Queueing for Toilets

- estimating the required number of toilets using queueing theory

by Don McNickle

The New Zealand Works Consultancy Services was contracted to study of the number of sanitary facilities to be provided in buildings, in order to revise the tables in the New Zealand Building Code. A very extensive data-gathering exercise to predict occupancy times and demand for various kinds of buildings was carried out. Simple queueing models proved to be the most appropriate tools for use to estimate the waiting times that the new standards would produce. While the aim of the project was to produce consistent standards, a preliminary analysis indicated the new standards might produce savings with a NPV of about $80 million.

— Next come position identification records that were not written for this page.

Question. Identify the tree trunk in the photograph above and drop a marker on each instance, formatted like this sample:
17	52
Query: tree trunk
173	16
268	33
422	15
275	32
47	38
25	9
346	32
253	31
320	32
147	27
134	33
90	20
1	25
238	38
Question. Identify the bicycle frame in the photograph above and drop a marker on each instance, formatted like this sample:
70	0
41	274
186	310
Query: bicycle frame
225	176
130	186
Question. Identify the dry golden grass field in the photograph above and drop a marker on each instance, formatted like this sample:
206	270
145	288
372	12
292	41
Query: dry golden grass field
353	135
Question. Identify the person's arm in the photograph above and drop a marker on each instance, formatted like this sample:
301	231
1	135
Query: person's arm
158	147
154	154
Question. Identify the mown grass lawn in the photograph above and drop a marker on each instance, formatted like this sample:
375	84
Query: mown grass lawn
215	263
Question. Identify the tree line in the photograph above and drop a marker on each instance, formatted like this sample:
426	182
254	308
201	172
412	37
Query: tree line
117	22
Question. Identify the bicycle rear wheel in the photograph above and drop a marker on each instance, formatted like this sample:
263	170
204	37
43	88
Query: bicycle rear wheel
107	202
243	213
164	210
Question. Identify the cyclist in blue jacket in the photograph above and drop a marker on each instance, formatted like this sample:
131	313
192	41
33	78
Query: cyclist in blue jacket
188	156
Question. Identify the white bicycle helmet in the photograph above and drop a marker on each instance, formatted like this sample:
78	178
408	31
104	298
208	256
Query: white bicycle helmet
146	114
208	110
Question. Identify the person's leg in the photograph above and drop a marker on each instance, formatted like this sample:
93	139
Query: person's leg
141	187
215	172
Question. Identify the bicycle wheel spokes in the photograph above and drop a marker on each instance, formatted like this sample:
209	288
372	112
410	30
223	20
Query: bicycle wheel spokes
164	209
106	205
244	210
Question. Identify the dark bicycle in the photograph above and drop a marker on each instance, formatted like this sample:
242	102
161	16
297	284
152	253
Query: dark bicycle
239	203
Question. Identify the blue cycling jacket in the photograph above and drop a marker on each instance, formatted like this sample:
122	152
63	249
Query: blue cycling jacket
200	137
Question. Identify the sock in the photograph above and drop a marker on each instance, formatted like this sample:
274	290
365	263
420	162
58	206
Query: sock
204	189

The New Zealand Building Code (Clause G1 Personal Hygiene) requires that ‘appropriate and sufficient numbers’ of ‘sanitary fixtures’ (that is WC’s, urinals, handbasins) be provided for people in buildings. The Buildings Industry Authority publishes a document (G1/AS1) which gives tables of Acceptable Solutions (number and types of facilities) as a means of compliance with the requirement. The numbers in G1/AS1 had been copied from various pieces of legislation and other sources over the years, and were known to be often wildly inconsistent. In 1994 Works Consultancy Services (a state-owned engineering consultancy with a long tradition of excellent service, since sold to the private sector) was contracted to revise the G1/AS1 tables. They in turn approached me for help with data analysis and modelling the delays that various numbers of facilities would produce.

Most countries have some kind of standards like these, and there have been a number of attempts, usually based on queueing models, to put them on a scientific footing. We found reports from Canada, the UK, Australia, and the USA. A review of these showed that although there had been some good studies (see, for example, Davidson and Courtney (1976)), these either covered too few types of building or were not exhaustive enough to produce comprehensive standards. We also had a sneaking worry that toilet habits might vary from country to country, so it was decided to carry out a complete analysis for New Zealand.


Collecting and analysing the data

Data collection started in 1994. Works Consultancy staff collected data from thirteen types of buildings, including office buildings, schools, theatres, swimming pools and shopping plazas. 27 locations were surveyed, and multiple samples were collected from facilities that were expected to be particularly variable.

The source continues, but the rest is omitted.